Belajar dari Suku Bajo: Menjadikan Toleransi sebagai “idealisme Hidup”

Belajar dari Suku Bajo: Menjadikan Toleransi sebagai “idealisme Hidup”

- in Narasi
626
0
Belajar dari Suku Bajo: Menjadikan Toleransi sebagai “idealisme Hidup”

Pada hakikatnya, segala ideologi trans-nasional akan tumbang dan rapuh ketika berhadapan dengan sikap dan kesadaran masyarakat yang selalu tolerant. Begitulah kira-kira (prinsip nilai) yang sejak lama dipegang teguh oleh masyarakat Suku Bajo, hingga saat ini. Karena bagi mereka, sikap toleransi adalah cara mengekspresikan “idealisme hidup” yang paripurna. Berperan sebagai (benteng) utama agar terhindar dari konflik, pertumpahan darah serta provokasi yang memecah-belah persatuan dan kebersamaan.

Bahkan, masyarakat Suku Bajo tidak hanya mengimplementasikan sikap toleransi pada dimensi untuk (menghargai) saja. Karena, mereka justru mampu merealisasikan sikap toleransi yang sangat (mendarah-daging) ke dalam segala aspek kehidupannya. Baik secara sosial ekonomi, keagamaan dan adat-istiadat. Karena, sikap toleransi bagi Suku Bajo menjadi semacam tiang utama dari idealisme alamiah mereka yang sejak dulu dipertahankan.

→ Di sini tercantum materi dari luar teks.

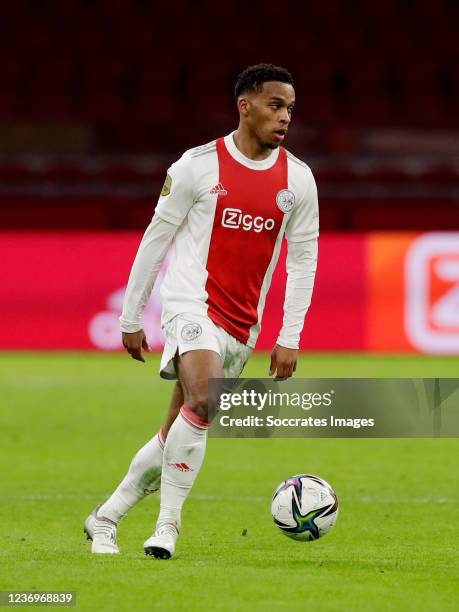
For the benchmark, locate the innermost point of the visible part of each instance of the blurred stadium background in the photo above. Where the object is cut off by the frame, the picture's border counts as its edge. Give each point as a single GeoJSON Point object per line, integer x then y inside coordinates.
{"type": "Point", "coordinates": [99, 97]}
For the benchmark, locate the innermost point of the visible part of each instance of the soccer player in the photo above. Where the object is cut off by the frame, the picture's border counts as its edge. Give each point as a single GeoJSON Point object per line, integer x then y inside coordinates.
{"type": "Point", "coordinates": [225, 206]}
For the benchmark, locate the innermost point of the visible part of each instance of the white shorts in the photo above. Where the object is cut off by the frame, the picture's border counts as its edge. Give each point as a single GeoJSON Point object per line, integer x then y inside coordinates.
{"type": "Point", "coordinates": [190, 332]}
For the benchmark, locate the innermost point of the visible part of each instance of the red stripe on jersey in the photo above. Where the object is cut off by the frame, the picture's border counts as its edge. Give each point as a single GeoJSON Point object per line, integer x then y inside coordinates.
{"type": "Point", "coordinates": [246, 225]}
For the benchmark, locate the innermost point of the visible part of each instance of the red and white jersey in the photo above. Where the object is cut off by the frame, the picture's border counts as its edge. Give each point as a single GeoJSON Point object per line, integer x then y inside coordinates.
{"type": "Point", "coordinates": [232, 213]}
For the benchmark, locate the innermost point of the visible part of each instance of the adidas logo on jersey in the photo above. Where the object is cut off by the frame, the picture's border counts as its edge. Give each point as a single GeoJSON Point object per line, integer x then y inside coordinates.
{"type": "Point", "coordinates": [182, 467]}
{"type": "Point", "coordinates": [218, 190]}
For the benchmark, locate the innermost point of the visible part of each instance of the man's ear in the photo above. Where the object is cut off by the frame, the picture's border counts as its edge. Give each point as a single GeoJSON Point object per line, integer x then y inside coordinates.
{"type": "Point", "coordinates": [243, 106]}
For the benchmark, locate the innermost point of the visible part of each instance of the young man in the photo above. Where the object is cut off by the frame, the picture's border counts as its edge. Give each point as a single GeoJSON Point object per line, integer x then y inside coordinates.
{"type": "Point", "coordinates": [227, 206]}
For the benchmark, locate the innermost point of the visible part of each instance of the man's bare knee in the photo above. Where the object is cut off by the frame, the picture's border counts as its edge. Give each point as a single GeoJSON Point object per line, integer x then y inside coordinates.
{"type": "Point", "coordinates": [198, 402]}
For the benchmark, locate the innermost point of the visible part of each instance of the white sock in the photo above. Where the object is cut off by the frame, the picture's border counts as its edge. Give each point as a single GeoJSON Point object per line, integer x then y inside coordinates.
{"type": "Point", "coordinates": [143, 477]}
{"type": "Point", "coordinates": [183, 456]}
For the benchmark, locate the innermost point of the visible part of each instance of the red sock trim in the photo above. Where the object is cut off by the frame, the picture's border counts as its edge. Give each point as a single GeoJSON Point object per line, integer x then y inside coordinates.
{"type": "Point", "coordinates": [193, 419]}
{"type": "Point", "coordinates": [161, 438]}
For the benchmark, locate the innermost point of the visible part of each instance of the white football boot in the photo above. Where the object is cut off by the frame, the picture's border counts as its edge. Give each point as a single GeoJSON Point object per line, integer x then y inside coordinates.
{"type": "Point", "coordinates": [162, 543]}
{"type": "Point", "coordinates": [102, 532]}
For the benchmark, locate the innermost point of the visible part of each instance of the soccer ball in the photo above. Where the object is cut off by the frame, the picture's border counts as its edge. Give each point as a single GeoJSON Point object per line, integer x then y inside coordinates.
{"type": "Point", "coordinates": [304, 507]}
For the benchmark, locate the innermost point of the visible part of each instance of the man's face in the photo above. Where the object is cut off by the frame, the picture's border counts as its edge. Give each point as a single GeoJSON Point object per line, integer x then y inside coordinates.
{"type": "Point", "coordinates": [269, 112]}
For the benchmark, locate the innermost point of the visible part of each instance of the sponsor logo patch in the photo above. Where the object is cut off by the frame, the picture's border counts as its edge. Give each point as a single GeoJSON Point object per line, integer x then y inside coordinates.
{"type": "Point", "coordinates": [218, 190]}
{"type": "Point", "coordinates": [191, 331]}
{"type": "Point", "coordinates": [285, 200]}
{"type": "Point", "coordinates": [234, 218]}
{"type": "Point", "coordinates": [167, 186]}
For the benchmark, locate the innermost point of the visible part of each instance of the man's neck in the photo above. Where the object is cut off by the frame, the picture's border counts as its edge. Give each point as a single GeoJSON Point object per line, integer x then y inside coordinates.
{"type": "Point", "coordinates": [249, 146]}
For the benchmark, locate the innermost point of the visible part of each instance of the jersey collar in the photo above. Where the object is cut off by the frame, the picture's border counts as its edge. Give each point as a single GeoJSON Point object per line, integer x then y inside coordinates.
{"type": "Point", "coordinates": [263, 164]}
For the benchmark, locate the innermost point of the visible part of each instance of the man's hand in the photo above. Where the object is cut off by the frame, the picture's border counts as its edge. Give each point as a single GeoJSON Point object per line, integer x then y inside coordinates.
{"type": "Point", "coordinates": [283, 361]}
{"type": "Point", "coordinates": [134, 343]}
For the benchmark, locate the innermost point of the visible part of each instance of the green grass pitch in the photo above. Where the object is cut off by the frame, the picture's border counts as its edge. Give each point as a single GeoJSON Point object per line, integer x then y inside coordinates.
{"type": "Point", "coordinates": [70, 424]}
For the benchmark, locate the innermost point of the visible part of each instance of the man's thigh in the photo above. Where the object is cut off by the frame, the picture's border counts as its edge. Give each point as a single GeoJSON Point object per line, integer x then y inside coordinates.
{"type": "Point", "coordinates": [194, 370]}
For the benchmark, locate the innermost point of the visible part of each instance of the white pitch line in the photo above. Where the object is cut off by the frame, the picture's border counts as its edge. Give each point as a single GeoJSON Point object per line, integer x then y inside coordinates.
{"type": "Point", "coordinates": [236, 498]}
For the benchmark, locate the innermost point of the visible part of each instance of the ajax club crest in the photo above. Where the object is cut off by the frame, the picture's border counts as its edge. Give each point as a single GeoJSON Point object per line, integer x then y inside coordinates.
{"type": "Point", "coordinates": [285, 200]}
{"type": "Point", "coordinates": [191, 331]}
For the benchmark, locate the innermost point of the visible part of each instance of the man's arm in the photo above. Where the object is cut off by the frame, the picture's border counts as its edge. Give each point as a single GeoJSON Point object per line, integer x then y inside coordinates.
{"type": "Point", "coordinates": [145, 269]}
{"type": "Point", "coordinates": [301, 270]}
{"type": "Point", "coordinates": [301, 232]}
{"type": "Point", "coordinates": [175, 201]}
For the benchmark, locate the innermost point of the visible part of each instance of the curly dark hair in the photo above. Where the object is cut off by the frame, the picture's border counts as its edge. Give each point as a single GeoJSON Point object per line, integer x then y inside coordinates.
{"type": "Point", "coordinates": [253, 77]}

Oleh sebab itulah, kita perlu memperkokoh sikap toleransi itu. Dengan menjadikan toleransi tidak hanya dalam dimensi istilah, kata, atau-pun ungkapan. Melainkan sebagai “idealisme hidup” kita. Agar, segala ideologi trans-nasional tidak mudah memporak-porandakan pola hidup berbangsa kita.

Hal demikian kita perlu belajar terhadap Suku Bajo yang selalu menjadikan sikap toleransi sebagai sarana kehidupan yang mapan dan anti konflik. Pun, prinsip yang mereka bangun selalu terarah ke dalam (keseimbangan) dan (keselarasan) dengan alam serta relasi kemanusiaan. Bagaimana mereka tegas untuk selalu menjaga alam agar tidak rusak dan tidak terjadi bencana. Serta, mereka selalu berinisiatif untuk hidup berdampingan agar terhindar dari konflik dan perpecahan tersebut.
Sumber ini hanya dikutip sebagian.